Başka pek çok sektörde olduğu gibi bizim sektörümüzde de en önemli sorunların başında, nitelikli eleman açığı geliyor. Her ne kadar üniversitelerin ilgili bölümlerinden çok sayıda mezun işgücüne katılsa da, bunların bilgi birikimi ve gördükleri eğitimin niteliği, düzeyi, kısa sürede çalışma hayatında verimli hale gelmeleri için yeterli değil. Bu yüzden iş yaşamında ya da iş üzerinde eğitim, bizim için en maliyetli ve önemli konulardan biri. Belirli bir alanda ya da teknolojide uzmanlaşmış eleman temini, şu anda sektör firmalarının kendi olanaklarıyla çözmeye, başa çıkmaya çalıştıkları bir sorun.
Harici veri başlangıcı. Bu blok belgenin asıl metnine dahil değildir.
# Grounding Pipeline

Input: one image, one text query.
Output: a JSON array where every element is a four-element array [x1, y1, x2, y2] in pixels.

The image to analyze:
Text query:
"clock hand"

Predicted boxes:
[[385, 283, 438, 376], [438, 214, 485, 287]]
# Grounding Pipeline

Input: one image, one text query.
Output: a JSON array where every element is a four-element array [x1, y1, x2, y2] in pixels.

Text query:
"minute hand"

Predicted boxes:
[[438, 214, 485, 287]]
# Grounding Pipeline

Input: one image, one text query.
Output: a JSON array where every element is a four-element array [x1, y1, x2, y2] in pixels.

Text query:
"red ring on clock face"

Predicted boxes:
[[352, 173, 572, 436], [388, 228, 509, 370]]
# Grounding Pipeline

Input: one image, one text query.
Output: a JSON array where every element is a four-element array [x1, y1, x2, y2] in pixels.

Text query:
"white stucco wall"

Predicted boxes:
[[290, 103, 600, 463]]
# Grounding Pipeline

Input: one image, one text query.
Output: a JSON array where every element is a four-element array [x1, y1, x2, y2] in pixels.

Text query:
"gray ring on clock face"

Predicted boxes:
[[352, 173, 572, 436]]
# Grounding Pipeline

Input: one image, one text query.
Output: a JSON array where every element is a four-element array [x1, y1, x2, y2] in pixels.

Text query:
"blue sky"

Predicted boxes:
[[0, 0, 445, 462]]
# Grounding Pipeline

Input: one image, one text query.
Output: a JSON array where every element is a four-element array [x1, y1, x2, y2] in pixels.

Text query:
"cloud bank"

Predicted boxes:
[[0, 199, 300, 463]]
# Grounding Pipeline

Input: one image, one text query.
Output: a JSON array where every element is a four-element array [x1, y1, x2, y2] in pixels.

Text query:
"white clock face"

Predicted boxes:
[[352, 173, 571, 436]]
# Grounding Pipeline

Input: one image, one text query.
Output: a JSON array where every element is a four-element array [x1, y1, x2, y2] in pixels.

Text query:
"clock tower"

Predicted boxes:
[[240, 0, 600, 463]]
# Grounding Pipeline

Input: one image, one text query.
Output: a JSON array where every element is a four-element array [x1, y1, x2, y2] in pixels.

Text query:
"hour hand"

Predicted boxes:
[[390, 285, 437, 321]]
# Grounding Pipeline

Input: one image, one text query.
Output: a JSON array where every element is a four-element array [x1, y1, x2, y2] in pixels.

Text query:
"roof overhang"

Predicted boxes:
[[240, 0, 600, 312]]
Bu yıl en önem verdiğiniz projeleriniz nelerdi?
Bu yıl Logo için gerçekten önemli bir büyüme ve atılım yılıydı. O nedenle çok sayıda projeyi aynı anda yürüttük. Bunların içerisinde bizim en çok zamanımızı alan konu, yeniden yapılanma, reorganizasyon projesi oldu. Bunun yanı sıra gerçekleştirdiğimiz satın alma, birleşme operasyonları da, hem yeni ürün ve hizmetler, hem de İnsan Kaynakları açısından önemsediğimiz, emek verdiğimiz konular oldu. Geçen senelere göre çok daha fazla etkinlik gerçekleştirdik, iş ortaklarımızla, müşterilerimizle, Logo ekosistemini oluşturan firmalarla bir araya geldik. Önceliğimiz Logo’nun yakaladığı bu hızlı ve istikrarlı büyüme dönemini devam ettirmek.

Çalışma hayatınızda en önemli prensipleriniz, öncelikleriniz nelerdir? Değiştirmek istediğiniz yönleriniz var mı?
Hiçbir konuda katı olmamak ve sürekli değişime açık olmak. Bu benim hem prensibim, hem de kendimi olumlu yönde daha da geliştirmek istediğim bir alan. Çok katı prensipleri olan ve esnek, açık fikirli olmayan kişilerin, bugünün iş koşullarında ve özellikle bizim sektörümüzde başarı şansının olmadığına inanıyorum.

Bir iş gününüz nasıl geçer, vazgeçmediğiniz ritüelleriniz var mıdır?
Sabahları erken kalkarım, kötü bir alışkanlık belki genellikle kahvaltı etmem, eğer dışarıda toplantılarım yoksa doğrudan ofise gelirim. Yolda günlük gazeteleri okur, bazı haber sitelerine göz atarım. Ofise geldiğimde güne e-postalarımı yanıtlamakla ve gün içi planlarımı gözden geçirmekle başlarım. Görevim gereği her gün mutlaka toplantılarım olur, eğer yönlendiren ben isem toplantıların süresini ve gündemini sınırlı tutmaya, sonuç odaklı olmaya çalışırım. Geç saatlere kadar ofiste kalırım. Özellikle konsantre olmam, incelemem gereken konuları saat 18.00 sonrasına kaydırırım. Hafta sonlarında ofise gelmemeye gayret ederim.